In a manual transmission, the gears and shafts are supported on bearings or bearing surfaces. This allows for rotation and also maintains the alignment of the components.The type of bearing used at each locating point depends on the load which must be sustained.
Radial loads try to force the gears and shafts apart. The bearing therefore carries the load along its radius.
Thrust loads are applied along the length of the components, so the bearing must cater for side thrusts.
In many cases these loads are combined and some bearings designed for radial loads will also accept light thrust loads. This applies to most ball bearings.
Single-row, deep-groove ball bearings normally support the input shaft and mainshaft in conventional rear-wheel drives. They can also be used at each end of the countershaft.
The helical gearing creates radial and thrust loads as the gears try to force each other apart and move end wise.
A circlip, in a groove on the outside of the bearing, can locate each shaft in the casing and maintain the alignment of the gears and engagement hubs.
Roller bearings are common where loads are purely radial. Needle roller bearings can be caged, or as a loose number assembled to operate directly on a hardened gear or shaft.
Typical applications are the spigot on the front of the mainshaft, supported in the rear of the input shaft, and, in some cases, on the countershaft, and the freely rotating gears on the mainshaft.
Separate thrust washers can retain them and cater for thrust loads. They are often a selective thickness to allow for end-float adjustment.
Thrust washers are plain bearings They are usually bronze, but can be steel, with a bronze facing on one side.

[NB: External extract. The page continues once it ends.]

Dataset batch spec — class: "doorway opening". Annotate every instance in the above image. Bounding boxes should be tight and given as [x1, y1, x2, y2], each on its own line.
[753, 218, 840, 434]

They can be dimpled or grooved to allow for lubrication.
A plain bearing can also be used in the extension housing, to support the front of the propeller shaft. Machined and hardened surfaces on the mainshaft can provide bearings for the freely rotating gears.
Flanges and snap-rings on the mainshaft locate the gears and cater for end-thrust.
A plain bearing is also used for the reverse idler.
Taper roller bearings are normally used in pairs and can sustain heavy radial and thrust loads in either direction.
They are commonly used in trans-axles, where they support the front and rear of the primary and secondary shafts, and the final drive assembly.
Shims or selective washers can be used to provide for adjustment of pre-load.